Video compression is utilized for the transmission and display of video data over a variety of media. Due to uncompressed video data being too large and requiring too much bandwidth for timely transmission and display, video must be compressed in order to be displayed in real time. The video data may be compressed in any of a variety of manners, and different techniques have been utilized for different platforms.
A known manner of video compression is linear, frame-based video compression. This type of video compression is built on the minimizing the amount of data that is needed to reconstruct successive frames. However, such methodologies are highly dependent on predetermined bit rate and resolution constraints. Other video compression techniques utilize optical flow to estimate motion in video data and compressive sampling to reconstruct signals based on data measured at intervals and data assumptions made at non-measured intervals. Further video compression techniques utilize prediction vectors that go beyond traditional frame data, for example using subpixel reconstruction. However, such techniques are inherently reliant on frame data.
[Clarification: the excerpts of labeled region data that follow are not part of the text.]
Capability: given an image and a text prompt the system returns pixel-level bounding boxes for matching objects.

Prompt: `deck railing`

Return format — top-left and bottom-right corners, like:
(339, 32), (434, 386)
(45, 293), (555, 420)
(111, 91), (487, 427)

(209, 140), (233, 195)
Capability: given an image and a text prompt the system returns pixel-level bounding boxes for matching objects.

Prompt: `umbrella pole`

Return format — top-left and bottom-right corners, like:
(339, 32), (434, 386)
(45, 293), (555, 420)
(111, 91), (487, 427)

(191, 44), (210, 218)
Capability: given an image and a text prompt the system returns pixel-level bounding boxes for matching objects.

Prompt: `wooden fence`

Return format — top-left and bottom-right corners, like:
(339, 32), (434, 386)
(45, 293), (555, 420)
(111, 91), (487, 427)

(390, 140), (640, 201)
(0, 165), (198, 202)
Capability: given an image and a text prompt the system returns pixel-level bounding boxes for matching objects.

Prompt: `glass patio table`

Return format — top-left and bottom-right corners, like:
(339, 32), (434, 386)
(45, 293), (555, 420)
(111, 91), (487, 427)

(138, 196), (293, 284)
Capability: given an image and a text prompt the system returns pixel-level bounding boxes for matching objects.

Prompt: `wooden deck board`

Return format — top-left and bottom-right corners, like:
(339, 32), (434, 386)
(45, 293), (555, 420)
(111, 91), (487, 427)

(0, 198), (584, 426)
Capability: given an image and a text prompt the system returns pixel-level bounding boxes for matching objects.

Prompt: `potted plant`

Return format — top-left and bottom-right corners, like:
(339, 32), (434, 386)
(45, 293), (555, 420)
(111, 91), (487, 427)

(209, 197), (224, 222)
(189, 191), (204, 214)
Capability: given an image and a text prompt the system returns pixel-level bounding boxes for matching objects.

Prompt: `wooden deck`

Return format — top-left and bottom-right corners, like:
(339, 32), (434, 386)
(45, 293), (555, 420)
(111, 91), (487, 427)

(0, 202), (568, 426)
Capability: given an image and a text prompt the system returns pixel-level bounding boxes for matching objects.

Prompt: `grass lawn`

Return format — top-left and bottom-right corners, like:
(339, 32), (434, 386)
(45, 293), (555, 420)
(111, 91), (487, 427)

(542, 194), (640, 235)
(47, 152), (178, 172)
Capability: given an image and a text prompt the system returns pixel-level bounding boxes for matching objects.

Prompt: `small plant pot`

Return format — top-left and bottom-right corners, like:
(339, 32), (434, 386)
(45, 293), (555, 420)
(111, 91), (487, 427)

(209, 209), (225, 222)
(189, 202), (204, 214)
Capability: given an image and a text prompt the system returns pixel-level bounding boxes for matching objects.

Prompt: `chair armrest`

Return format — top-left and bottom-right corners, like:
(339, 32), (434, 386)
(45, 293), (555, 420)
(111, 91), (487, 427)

With linear, frame-based video compression, a group of pictures forming video data may be grouped, categorized and transmitted. A typical group of pictures has a structure of IBBPBBP, where I frames are intra-coded data, P frames are predictive data, and B frames are bi-predictive data. In such methods, an I frame may represent full data of a frame and is utilized to predict both P and B frames. The P frame is formed entirely from the I frame and, when interpreted with the I frame, is utilized to predict B frames
This known linear, frame-based video compression methodology, however, has problems. Current linear, frame-based video compression methodology may be problematic if any video sequences need to be edited. Also, the editing may require a lot more computer power to carryout. In an IBBPBBP structure, the fourth frame, a P frame, is needed in order to predict the second and third frames, the B frames. Thus, when the compressed video data is transmitted, the P frame is transmitted before the two B frames and, when the video data is uncompressed, it must be reordered so that the B frames are properly displayed before the P frame. As a result, there is a delay in the transmission, decoding and display of video data compressed in this manner. Additionally, due to the wide variety of viewing platforms and screen resolutions, data transmission speeds, and viewing devices, it is inefficient to utilize existing compression techniques. This may also require a lot of computing power to utilize existing compression techniques which may be computationally intensive.